Quilts of the Past

Quilts of the Past

readerjean

It’s getting closer and closer to summer! This may be the wrong time of year for this, but I have been studying about early Upper Canada quilts. In particular the quilts in the Lynde House Museum in Whitby, Ontario, Canada. The Whitby Historical Society wants to do a video about them and I am working on the script.

We have many different types of quilts in the Museum, but the two most represented are simple tied squares quilts, like in the pictures below, and log cabin quilts.

Tied Squares

A couple of the tied squares quilts are made with homespun material, woven linen and wool.  They date to the late 1700’s and mid 1800’s, though homespun was still being used up until the early 1900’s.  Around the middle of the 1800’s homespun cloth started to fall out of style. It was considered ‘country’ and old-fashioned.

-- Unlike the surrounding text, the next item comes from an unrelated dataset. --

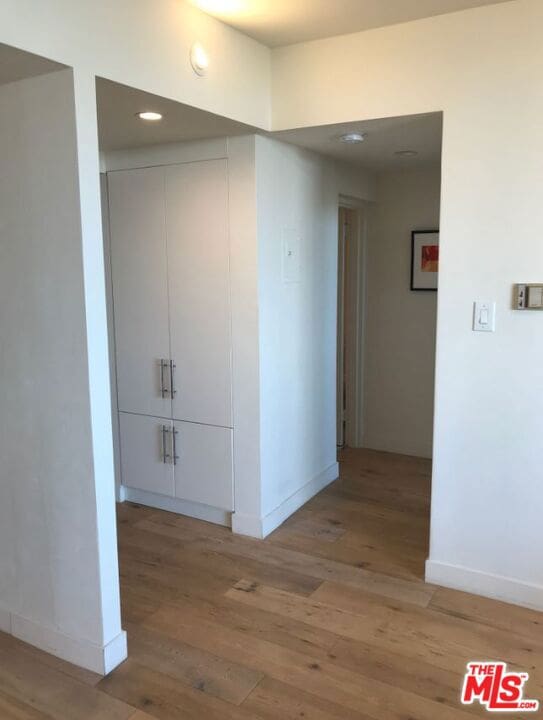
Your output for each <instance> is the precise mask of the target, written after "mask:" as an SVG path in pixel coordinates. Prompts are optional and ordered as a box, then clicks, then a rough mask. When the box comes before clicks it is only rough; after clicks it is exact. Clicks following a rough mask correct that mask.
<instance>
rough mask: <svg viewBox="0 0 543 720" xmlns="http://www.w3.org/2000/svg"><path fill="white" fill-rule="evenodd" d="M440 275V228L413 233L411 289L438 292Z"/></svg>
mask: <svg viewBox="0 0 543 720" xmlns="http://www.w3.org/2000/svg"><path fill="white" fill-rule="evenodd" d="M438 277H439V230H413V232H412V233H411V290H412V291H415V292H419V291H422V292H436V291H437V288H438Z"/></svg>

The quilt pictured here is made with purchased cloth, most certainly scraps left over from making clothes. It was tied at the corners of the squares instead of being quilted. Quilting with wool thread is extremely difficult, but tying with wool means that expensive cotton thread did not have to be purchased. Wool thread could be made at home.

This utilitarian type of quilt was not made as a ‘best’ quilt. It was used to keep warm in the long, cold, Canadian winters, and was kept going as long as it held together. The frugal housewife would patch the squares when they became worn or damaged, as shown in the left picture.

When making the quilt the squares themselves were sometimes pieced, as you can see in the right picture. Material was expensive to buy and time consuming to make. Every scrap was used.

 

Nowadays we call a quilt made from many different patterns and colours of material a scrappy quilt. These were the original scrappy quilts.

My Quilting and Knitting and Painting

My personal projects continue – I am still free-motion quilting the queen-sized quilt and knitting dish cloths for my friends. As well, I am working on the painting of mother and baby. Who would of thought that I would be working  harder in retirement than before?